The S&P/TSX composite index jumped 174.71 points to 14,227.68, leaving the TSX little changed since last Friday after six weeks of punishing losses that, at its worst at mid-week, saw the Toronto market down 12 per cent from the recent highs of early September.
“You often see these reactionary bounces back up,” said Chris King, a portfolio manager at Morgan Meighen and Associates.
It’s too soon to call an end to the pullbacks seen on the TSX and New York markets — something King said was necessary.
“Equity markets valuations were becoming a bit stretched for core earnings. And core earnings I think are still intact but you don’t want equity markets to be too far away from them on a valuation basis and I think this is all good,” he said. “We’re very happy to see this correction finally happen.”
The Canadian dollar shed 0.22 of a cent to 88.68 cents US amid data showing Canada’s cost of living was up 0.2 per cent in September on a seasonally adjusted basis after increasing 0.1 per cent in August.
U.S. indexes also registered solid gains as traders reacted to comments by St.
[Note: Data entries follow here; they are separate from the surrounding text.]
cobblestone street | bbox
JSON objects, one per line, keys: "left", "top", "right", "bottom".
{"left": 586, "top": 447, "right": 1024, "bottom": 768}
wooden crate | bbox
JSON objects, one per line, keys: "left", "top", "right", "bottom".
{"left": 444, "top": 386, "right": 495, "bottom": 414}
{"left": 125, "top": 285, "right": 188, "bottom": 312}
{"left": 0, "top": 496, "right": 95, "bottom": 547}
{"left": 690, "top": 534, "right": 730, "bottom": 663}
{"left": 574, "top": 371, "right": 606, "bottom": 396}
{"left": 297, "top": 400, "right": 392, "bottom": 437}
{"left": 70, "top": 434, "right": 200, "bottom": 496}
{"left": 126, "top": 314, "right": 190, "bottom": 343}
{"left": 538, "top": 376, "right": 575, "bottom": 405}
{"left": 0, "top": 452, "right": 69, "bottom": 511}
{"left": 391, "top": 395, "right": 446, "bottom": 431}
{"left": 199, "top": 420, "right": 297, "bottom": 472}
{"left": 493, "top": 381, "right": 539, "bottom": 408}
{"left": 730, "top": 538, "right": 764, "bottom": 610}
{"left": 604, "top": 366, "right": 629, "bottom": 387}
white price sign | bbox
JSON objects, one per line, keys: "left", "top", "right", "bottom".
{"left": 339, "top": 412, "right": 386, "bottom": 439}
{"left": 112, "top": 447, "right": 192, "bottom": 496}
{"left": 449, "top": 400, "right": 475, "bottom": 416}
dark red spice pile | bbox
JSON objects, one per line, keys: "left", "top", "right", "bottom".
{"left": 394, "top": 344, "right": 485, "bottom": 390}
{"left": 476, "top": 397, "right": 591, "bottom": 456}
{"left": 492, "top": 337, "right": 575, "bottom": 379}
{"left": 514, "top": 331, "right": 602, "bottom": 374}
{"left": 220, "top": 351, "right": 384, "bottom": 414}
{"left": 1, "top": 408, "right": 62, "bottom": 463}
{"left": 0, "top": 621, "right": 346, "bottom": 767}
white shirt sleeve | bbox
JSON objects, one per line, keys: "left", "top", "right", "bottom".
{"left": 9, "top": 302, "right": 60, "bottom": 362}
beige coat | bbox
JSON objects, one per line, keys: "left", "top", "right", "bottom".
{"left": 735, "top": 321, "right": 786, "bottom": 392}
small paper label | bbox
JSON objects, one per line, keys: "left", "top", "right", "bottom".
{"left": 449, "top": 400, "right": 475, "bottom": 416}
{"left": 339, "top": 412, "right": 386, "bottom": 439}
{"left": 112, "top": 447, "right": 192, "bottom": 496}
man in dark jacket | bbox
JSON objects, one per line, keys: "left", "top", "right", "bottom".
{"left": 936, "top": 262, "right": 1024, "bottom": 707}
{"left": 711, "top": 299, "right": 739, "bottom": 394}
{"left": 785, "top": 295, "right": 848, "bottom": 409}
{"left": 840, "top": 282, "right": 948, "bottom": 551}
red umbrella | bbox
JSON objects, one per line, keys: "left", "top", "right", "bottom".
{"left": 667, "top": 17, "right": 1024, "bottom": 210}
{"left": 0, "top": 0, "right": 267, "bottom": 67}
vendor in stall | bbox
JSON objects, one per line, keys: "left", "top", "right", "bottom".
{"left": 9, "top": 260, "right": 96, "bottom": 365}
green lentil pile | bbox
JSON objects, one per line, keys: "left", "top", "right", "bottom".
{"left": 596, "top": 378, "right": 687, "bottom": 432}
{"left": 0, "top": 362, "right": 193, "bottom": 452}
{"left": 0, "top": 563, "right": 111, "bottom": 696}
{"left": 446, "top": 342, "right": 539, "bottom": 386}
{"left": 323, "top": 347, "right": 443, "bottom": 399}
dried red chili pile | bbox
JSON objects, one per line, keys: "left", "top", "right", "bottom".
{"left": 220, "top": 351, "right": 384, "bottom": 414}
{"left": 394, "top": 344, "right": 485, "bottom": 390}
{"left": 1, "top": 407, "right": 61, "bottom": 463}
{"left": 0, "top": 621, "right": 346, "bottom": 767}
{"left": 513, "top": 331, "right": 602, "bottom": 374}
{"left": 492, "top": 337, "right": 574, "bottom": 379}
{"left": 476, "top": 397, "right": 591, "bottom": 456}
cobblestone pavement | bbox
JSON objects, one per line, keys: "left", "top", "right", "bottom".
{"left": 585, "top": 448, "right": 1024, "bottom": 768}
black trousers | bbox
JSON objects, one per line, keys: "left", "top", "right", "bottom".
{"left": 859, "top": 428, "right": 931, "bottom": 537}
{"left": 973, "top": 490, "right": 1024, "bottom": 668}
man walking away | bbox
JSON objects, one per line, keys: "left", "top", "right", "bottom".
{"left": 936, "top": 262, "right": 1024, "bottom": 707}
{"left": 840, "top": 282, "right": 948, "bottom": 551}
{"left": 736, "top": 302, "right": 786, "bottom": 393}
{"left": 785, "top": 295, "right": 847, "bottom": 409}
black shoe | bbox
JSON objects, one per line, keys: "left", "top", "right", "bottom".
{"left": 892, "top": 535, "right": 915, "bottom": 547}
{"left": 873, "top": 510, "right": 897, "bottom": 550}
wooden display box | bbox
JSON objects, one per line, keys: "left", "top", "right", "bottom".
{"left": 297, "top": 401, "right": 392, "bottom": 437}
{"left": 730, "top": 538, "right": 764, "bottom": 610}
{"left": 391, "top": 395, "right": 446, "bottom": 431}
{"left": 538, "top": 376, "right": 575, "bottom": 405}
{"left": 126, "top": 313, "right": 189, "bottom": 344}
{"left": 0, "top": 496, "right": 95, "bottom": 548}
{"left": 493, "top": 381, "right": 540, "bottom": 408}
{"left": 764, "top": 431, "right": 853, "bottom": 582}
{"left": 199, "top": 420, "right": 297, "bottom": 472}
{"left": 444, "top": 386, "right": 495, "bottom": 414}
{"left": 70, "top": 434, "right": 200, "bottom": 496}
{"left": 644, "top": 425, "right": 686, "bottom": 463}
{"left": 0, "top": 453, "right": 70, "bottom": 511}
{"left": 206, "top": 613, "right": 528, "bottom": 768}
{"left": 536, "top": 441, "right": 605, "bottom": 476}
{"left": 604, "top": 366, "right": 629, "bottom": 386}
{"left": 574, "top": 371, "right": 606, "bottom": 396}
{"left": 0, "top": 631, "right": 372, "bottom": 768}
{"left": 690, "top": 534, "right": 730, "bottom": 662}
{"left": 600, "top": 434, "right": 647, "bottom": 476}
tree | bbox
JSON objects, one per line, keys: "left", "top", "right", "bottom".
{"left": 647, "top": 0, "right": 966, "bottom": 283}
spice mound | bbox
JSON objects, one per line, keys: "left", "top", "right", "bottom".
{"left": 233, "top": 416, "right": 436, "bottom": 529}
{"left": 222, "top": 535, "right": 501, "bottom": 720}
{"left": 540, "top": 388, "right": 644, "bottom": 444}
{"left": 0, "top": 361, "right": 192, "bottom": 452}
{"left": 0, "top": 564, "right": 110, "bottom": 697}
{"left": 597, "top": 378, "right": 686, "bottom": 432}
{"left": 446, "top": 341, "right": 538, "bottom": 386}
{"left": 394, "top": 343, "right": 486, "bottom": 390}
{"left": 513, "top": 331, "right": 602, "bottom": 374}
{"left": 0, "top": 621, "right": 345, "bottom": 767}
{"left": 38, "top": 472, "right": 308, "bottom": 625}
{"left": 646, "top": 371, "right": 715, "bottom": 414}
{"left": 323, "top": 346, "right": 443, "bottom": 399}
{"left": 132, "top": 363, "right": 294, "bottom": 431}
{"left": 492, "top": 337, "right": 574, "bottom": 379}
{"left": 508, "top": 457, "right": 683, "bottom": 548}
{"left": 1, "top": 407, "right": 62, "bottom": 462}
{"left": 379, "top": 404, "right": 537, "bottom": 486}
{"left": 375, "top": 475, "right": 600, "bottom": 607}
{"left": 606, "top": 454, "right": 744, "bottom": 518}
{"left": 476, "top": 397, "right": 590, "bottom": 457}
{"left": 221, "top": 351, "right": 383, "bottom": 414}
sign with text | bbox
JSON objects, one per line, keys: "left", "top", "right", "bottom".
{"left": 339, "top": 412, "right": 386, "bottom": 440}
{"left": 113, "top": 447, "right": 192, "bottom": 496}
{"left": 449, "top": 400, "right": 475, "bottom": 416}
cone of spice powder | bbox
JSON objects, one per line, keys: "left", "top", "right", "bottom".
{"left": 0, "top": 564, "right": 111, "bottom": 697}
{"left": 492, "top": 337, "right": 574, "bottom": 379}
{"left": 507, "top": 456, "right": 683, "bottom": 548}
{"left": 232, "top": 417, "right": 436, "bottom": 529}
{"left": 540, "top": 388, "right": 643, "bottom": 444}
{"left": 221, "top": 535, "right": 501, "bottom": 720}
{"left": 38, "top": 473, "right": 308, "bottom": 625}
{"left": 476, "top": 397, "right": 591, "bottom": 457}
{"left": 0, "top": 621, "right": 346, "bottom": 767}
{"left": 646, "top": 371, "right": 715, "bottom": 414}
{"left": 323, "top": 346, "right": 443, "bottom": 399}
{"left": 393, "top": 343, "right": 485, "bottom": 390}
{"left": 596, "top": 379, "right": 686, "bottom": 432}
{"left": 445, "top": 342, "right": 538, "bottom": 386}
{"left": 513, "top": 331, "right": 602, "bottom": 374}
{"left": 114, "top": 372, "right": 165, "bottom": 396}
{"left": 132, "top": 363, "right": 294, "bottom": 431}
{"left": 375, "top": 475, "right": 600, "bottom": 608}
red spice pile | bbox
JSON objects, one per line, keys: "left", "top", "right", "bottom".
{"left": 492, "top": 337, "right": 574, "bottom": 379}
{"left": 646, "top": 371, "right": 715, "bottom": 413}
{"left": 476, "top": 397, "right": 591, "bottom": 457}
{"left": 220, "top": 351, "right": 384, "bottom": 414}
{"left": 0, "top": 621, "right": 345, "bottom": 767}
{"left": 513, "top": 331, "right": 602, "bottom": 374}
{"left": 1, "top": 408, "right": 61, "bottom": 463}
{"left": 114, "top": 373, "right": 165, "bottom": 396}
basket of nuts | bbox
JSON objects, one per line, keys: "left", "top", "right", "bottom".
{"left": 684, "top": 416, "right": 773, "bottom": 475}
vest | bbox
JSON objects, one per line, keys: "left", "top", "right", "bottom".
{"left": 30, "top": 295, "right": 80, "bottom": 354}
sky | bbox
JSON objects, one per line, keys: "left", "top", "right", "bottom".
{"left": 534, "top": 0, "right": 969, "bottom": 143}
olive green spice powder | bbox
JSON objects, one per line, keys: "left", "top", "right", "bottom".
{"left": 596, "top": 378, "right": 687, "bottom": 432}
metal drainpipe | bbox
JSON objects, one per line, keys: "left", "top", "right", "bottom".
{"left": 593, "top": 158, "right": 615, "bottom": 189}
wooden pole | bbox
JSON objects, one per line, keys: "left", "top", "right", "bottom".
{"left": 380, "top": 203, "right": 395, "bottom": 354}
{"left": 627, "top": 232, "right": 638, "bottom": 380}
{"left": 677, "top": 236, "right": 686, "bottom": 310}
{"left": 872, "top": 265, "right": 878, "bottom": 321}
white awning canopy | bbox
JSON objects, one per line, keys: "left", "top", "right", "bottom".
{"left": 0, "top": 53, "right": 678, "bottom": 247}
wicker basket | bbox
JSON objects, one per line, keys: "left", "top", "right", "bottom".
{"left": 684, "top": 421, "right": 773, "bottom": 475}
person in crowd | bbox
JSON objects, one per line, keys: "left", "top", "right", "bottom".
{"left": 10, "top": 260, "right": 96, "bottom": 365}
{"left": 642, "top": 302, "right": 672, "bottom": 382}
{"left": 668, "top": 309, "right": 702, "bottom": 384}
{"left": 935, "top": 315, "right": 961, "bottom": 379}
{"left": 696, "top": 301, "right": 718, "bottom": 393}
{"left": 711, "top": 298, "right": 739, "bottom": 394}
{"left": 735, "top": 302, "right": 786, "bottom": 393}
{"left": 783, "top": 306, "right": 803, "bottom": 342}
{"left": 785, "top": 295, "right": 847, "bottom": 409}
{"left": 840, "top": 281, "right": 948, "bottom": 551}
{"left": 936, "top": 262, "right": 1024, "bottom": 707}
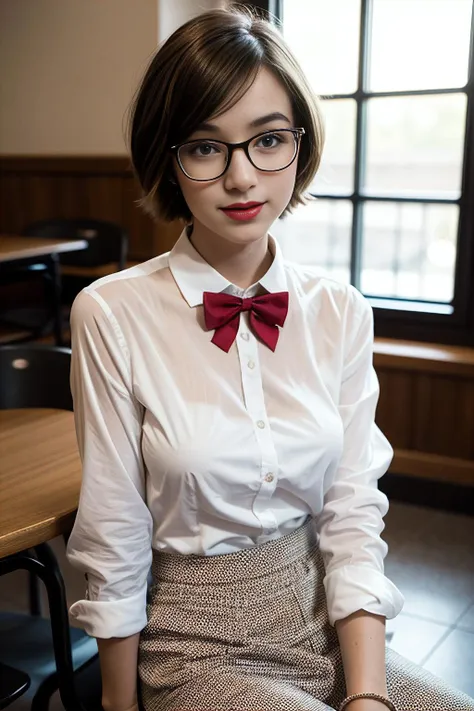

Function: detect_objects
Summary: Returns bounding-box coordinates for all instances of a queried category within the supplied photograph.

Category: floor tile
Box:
[423,627,474,698]
[385,613,451,665]
[384,502,474,563]
[383,503,474,625]
[383,501,435,551]
[455,602,474,633]
[384,554,474,625]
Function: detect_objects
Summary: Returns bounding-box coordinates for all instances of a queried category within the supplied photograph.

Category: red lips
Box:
[222,201,263,209]
[220,202,265,222]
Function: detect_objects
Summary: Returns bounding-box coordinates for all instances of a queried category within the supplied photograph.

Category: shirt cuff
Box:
[69,586,148,639]
[324,564,405,626]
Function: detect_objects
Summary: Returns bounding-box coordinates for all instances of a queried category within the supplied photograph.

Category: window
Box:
[248,0,474,345]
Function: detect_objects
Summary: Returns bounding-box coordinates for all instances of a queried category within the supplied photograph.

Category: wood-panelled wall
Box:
[1,156,473,490]
[375,341,474,488]
[0,156,182,260]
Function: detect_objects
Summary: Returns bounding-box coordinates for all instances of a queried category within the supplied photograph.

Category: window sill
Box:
[374,337,474,377]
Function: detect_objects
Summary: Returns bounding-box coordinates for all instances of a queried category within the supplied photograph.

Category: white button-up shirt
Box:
[66,228,404,639]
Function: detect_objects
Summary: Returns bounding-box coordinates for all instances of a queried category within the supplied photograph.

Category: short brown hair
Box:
[128,4,325,223]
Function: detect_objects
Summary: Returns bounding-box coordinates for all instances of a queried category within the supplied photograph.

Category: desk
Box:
[0,235,88,346]
[0,408,89,711]
[0,237,87,264]
[0,409,81,559]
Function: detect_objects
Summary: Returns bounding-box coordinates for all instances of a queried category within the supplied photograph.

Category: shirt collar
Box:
[168,227,288,307]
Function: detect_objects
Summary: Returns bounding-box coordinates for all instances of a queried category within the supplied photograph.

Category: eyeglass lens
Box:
[177,130,299,180]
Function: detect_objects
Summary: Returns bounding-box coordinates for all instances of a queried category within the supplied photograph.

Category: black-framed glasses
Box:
[170,127,305,182]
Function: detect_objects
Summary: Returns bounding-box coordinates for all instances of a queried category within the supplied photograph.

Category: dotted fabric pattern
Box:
[138,519,474,711]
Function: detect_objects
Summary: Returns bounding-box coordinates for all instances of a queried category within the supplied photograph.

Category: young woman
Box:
[66,6,474,711]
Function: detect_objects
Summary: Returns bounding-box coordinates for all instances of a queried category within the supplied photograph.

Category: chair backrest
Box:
[22,218,128,270]
[0,345,73,411]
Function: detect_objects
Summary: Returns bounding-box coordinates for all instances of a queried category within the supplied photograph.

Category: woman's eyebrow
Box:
[193,112,292,134]
[249,112,291,128]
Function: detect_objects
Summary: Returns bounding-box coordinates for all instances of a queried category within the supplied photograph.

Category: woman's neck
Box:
[188,223,274,290]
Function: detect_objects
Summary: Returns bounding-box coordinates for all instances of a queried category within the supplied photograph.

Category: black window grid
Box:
[246,0,474,345]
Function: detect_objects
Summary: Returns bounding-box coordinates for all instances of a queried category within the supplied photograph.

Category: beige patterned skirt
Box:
[138,518,474,711]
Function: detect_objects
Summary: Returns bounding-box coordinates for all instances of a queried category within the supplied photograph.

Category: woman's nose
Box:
[223,148,258,192]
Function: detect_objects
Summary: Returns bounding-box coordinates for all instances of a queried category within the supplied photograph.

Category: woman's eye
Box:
[191,142,220,157]
[257,133,283,149]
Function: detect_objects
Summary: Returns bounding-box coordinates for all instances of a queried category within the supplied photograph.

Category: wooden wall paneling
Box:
[374,339,474,378]
[121,176,157,260]
[391,449,474,486]
[26,175,60,222]
[84,176,124,224]
[22,173,48,225]
[445,376,473,460]
[427,375,461,457]
[1,175,23,232]
[57,175,89,218]
[375,347,474,487]
[153,219,184,256]
[462,380,474,460]
[413,373,434,454]
[376,369,414,450]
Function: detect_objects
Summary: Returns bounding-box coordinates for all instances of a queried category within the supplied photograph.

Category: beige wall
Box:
[0,0,226,156]
[0,0,156,155]
[158,0,226,41]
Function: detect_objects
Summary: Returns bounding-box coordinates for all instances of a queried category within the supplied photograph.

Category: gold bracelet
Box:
[339,692,398,711]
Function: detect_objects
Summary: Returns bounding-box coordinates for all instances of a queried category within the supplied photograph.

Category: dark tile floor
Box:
[2,500,474,709]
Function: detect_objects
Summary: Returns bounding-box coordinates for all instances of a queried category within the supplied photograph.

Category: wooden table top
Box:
[0,235,87,263]
[0,409,82,559]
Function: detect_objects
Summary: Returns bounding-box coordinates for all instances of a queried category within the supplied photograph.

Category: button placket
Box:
[235,310,279,534]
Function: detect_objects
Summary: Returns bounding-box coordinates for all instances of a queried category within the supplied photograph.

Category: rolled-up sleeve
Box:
[316,286,404,626]
[66,289,152,639]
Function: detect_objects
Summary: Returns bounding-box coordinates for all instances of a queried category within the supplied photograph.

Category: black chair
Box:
[0,218,128,344]
[0,345,99,711]
[0,344,73,616]
[0,662,30,709]
[22,218,128,273]
[0,344,73,412]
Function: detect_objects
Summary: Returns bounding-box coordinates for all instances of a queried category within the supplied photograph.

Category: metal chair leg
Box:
[48,254,63,347]
[30,671,61,711]
[0,547,85,711]
[28,570,42,616]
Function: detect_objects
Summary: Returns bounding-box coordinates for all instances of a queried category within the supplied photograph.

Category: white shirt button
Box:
[241,332,250,341]
[248,360,255,370]
[257,420,265,429]
[264,473,274,483]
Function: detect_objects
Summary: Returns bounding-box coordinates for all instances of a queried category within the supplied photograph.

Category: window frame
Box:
[245,0,474,346]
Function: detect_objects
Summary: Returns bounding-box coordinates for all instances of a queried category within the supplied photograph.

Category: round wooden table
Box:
[0,408,81,559]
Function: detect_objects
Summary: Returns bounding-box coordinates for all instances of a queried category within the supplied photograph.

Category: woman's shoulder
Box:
[285,260,371,319]
[71,252,171,319]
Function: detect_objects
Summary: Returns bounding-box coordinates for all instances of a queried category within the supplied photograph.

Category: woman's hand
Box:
[345,699,391,711]
[102,704,139,711]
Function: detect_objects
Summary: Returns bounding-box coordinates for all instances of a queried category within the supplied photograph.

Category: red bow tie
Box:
[202,291,289,353]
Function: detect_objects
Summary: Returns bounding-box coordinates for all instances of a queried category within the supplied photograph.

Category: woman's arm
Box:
[315,288,404,707]
[98,634,140,711]
[316,287,404,628]
[66,291,153,683]
[336,610,389,709]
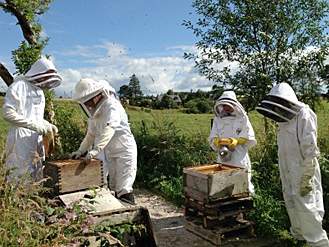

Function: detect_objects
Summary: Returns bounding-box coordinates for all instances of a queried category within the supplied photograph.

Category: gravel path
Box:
[134,187,275,247]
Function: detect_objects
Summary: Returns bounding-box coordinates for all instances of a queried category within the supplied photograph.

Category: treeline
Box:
[118,74,226,113]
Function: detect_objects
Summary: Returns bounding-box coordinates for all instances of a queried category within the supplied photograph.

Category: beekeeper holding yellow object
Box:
[208,91,257,194]
[256,83,329,247]
[70,78,137,205]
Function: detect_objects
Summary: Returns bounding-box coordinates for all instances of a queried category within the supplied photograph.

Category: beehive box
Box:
[183,163,249,202]
[43,158,104,195]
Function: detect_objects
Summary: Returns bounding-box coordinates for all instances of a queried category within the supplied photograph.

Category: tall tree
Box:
[183,0,329,111]
[0,0,53,86]
[0,0,62,155]
[118,84,131,101]
[128,74,143,105]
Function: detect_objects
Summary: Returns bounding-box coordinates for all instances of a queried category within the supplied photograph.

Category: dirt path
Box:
[134,188,275,247]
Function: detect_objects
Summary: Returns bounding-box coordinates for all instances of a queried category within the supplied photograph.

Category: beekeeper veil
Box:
[256,83,302,122]
[214,91,245,118]
[72,78,108,118]
[24,57,62,90]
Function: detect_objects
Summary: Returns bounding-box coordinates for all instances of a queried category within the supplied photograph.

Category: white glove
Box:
[300,158,316,197]
[43,120,58,133]
[70,150,83,159]
[69,132,95,160]
[85,150,99,164]
[30,122,48,135]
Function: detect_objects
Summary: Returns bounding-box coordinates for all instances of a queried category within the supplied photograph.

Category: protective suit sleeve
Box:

Louis Federal Reserve Bank president James Bullard that the Fed should consider delaying the end of its massive bond purchase program, given declining inflation expectations.
The quantitative easing program is set to finish at the end of this month and has been one of the reasons for the recent volatility on markets that has slashed the value of stocks across the board. The program has been credited with keeping long-term rates low and fuelling a strong rally on stock markets over the last few years.
Positive earnings news from General Electric and Morgan Stanley and rising consumer confidence also helped push the Dow Jones industrials up 263.17 points to 16,380.41. The Nasdaq ran ahead 41.05 points to 4,258.44 and the S&P 500 index advanced 24 points to 1,886.76 as the University of Michigan’s consumer confidence index for October came in at 86.4, beating expectations for a read of 84.
U.S. markets have so far avoided formally falling into correction, defined as a drop of 10 per cent from recent highs, but that could change. Losses this week left the Dow down five per cent since Sept. 19 while the S&P 500 has fallen 6.5 per cent. Both indexes had been at or close to record levels and a correction had been widely expected since there hadn’t been a retracement in three years.
Beyond the end of QE, traders have also been unnerved over a recent run of data pointing to economic weakness practically everywhere except the United States.
The TSX is still down about nine per cent from its September highs.
Most TSX sectors were positive Friday as traders moved into areas that have been hard hit as the market moved into correction territory this week.
Financials were a major gainer, up two per cent.
The energy sector was up 1.3 per cent Friday on top of a three per cent rise Thursday as oil prices in New York inched up five cents to US$82.75 a barrel.
The component is still down about 16 per cent for the last month as oil prices fell from the US$95 a barrel level to bounce off the $80 mark on Thursday.
Rising rail stocks helped push the industrials sector ahead two per cent.
December copper was up two cents at US$3 a pound and the base metals sector gained two per cent.
The gold sector was the weak link, down about three per cent as December bullion faded $2.20 to US$1,239 an ounce.
For the week, the TSX was flat while the Dow industrials shed 164 points or one per cent.